Stanford University climate scientist Stephen Schneider, actor Edward Norton, and the climate justice activist Van Jones participated in the online discussion.

In today's event, Reps. Edward Markey (D-Mass.), who represents Medford and Somerville, and Michael Capuano (D-Mass.), who represents Boston and Cambridge, will speak to students.

Markey, who chairs the House Select Committee on Energy Independence and Climate Change, will appear via Web feed from Washington, D.C.

Capuano, State Sen. Jim Marzilli and Somerville Mayor Joe Curtatone will also attend tonight's event in Cabot, which will start at 5 p.m.

"The more people that ask questions about climate change, the more the candidates are going to have to respond to it. And if we make the climate something that everyone is concerned about, then policy comes next," said sophomore Adam Frank, the undergraduate coordinator of Focus the Nation at Tufts.

Education about climate change is another component of Focus the Nation. Before classes started in January, Tufts Institute of the Environment helped to put on a climate change literacy seminar run by faculty members for faculty members.

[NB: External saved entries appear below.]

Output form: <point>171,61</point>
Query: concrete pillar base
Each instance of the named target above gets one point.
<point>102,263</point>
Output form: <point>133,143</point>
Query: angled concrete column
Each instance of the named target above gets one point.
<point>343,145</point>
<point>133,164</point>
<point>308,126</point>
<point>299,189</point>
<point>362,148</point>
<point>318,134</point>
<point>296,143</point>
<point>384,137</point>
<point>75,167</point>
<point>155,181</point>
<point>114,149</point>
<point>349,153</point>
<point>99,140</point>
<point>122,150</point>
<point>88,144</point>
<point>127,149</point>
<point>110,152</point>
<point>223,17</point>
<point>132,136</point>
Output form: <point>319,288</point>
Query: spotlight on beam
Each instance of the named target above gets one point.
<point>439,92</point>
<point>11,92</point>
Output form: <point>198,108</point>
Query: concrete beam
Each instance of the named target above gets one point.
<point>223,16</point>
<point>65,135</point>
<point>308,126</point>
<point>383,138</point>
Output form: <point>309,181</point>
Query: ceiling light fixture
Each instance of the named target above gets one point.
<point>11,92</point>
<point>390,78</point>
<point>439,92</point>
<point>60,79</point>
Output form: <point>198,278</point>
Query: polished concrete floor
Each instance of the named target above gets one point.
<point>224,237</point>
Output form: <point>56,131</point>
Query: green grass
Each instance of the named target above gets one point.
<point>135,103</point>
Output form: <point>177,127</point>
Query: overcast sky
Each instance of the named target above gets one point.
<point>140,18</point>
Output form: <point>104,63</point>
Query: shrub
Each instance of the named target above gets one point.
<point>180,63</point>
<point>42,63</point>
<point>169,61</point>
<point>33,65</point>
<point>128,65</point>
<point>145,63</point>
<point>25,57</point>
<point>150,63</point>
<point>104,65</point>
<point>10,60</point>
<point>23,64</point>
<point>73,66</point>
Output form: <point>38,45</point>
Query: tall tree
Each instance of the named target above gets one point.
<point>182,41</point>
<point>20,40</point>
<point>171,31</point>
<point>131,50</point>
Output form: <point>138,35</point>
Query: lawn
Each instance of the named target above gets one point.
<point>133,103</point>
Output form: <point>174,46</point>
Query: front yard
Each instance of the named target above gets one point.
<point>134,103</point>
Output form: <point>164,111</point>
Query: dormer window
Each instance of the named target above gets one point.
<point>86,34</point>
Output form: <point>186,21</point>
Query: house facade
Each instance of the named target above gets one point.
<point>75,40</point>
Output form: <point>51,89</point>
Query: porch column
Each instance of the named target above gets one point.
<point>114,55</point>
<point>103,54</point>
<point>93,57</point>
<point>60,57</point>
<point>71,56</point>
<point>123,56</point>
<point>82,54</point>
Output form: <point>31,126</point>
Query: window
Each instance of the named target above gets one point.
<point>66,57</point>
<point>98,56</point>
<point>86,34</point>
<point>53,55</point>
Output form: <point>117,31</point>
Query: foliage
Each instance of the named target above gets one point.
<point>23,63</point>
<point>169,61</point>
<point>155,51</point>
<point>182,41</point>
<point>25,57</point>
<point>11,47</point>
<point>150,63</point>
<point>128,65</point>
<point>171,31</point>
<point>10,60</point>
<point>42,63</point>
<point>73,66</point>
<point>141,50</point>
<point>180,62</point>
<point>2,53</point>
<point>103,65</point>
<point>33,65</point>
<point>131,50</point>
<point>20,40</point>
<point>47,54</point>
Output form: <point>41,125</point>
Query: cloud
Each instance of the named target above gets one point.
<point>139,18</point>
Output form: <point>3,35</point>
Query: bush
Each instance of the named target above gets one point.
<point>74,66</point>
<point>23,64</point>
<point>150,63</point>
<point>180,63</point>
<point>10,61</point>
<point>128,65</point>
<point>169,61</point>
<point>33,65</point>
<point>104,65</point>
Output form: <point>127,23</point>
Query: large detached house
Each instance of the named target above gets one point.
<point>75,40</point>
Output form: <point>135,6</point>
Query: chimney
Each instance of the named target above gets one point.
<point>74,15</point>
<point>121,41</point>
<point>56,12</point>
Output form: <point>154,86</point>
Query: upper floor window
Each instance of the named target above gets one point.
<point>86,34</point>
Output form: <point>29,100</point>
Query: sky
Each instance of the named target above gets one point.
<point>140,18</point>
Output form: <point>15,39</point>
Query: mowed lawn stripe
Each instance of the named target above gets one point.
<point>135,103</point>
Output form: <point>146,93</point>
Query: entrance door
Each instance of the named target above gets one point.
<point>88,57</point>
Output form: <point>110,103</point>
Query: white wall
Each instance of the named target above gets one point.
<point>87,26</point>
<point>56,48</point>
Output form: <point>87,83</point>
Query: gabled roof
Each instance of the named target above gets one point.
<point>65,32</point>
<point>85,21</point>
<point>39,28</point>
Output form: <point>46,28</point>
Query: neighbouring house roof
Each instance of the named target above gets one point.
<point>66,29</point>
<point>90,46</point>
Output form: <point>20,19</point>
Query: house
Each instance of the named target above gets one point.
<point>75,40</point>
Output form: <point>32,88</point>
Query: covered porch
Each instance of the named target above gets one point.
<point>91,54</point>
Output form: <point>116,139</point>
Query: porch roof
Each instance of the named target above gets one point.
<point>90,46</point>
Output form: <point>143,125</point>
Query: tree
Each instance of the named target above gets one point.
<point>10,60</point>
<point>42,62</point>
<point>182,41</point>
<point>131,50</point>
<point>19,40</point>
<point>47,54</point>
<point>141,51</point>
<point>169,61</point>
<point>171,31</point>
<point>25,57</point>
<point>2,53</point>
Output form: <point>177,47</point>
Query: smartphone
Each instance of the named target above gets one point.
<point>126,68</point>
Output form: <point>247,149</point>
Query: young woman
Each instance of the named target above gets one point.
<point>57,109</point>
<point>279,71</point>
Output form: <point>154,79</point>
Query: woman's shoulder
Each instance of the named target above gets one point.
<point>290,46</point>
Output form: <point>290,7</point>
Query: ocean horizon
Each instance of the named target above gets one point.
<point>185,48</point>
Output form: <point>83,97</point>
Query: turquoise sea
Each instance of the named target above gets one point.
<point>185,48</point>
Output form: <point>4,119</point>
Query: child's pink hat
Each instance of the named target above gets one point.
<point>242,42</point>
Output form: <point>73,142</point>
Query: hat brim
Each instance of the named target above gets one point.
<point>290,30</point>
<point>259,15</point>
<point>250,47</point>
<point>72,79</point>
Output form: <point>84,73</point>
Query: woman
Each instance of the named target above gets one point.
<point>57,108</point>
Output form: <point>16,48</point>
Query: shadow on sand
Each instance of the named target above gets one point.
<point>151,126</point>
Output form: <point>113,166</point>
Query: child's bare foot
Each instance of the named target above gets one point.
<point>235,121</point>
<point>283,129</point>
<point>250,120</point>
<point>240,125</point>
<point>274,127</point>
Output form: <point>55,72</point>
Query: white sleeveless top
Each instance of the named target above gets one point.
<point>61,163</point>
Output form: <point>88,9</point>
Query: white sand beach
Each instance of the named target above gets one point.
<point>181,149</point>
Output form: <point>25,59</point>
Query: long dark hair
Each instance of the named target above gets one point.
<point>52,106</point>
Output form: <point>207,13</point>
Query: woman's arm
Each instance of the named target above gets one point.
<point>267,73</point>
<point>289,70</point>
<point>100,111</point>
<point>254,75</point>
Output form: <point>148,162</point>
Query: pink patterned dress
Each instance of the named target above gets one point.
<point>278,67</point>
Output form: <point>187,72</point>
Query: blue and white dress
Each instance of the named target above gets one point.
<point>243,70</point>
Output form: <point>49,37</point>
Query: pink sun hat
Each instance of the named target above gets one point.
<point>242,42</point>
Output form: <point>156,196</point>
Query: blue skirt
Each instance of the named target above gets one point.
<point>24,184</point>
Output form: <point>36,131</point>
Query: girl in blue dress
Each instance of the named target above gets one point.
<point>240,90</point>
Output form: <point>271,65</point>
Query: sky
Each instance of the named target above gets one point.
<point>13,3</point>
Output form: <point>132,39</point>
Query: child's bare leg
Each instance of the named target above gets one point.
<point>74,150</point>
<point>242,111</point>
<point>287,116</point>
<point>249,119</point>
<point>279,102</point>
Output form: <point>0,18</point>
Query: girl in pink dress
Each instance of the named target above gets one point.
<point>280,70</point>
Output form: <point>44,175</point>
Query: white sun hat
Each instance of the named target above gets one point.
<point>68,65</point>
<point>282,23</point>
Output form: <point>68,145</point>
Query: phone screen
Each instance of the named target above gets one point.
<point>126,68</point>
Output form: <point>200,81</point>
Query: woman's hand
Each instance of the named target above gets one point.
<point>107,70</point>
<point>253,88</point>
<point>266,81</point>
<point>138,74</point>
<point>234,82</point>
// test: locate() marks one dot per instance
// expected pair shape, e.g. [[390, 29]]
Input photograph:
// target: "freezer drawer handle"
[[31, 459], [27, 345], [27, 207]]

Chemistry professor Jonathan Kenny presented at the seminar. He became interested in the movement after a student involved in Focus the Nation approached him last semester.

"Faculty at Tufts are very environmentally concerned across disciplines," Kenny said, noting that there was a desire among all professors to learn from each other.

Kenny said he will give credit to students in his environmental chemistry class if they attend Thursday's event and write about it in their class journals. He has also asked students to e-mail him cell phone pictures of themselves at the event for a photo collage.

Assistant Professor of Physics Hugh Gallagher became interested in the Focus the Nation initiative after attending the faculty seminar, and he brought up climate change in his "Physics 12" class yesterday.

"I have a series of graphs that show where we have to go globally and nationally in terms of reducing our carbon emissions ... you can't look at those kinds of projections without realizing that we're totally going to have to overhaul the energy infrastructure of our country," Gallagher said.

Kenny said that within the past two years the sense of urgency on campus regarding global warming has increased. Enrollment in his environmental chemistry class jumped from 18 students in 2006 to 48 students this spring.

"I think that this is the time that Tufts can establish a role in climate change and climate justice," Kenny said.

Following tomorrow's panel discussion, a poster session will take place in the Fletcher School's Hall of Flags, where students will display their personal research on climate change. Audience members will have a chance to mingle with some of the panelists.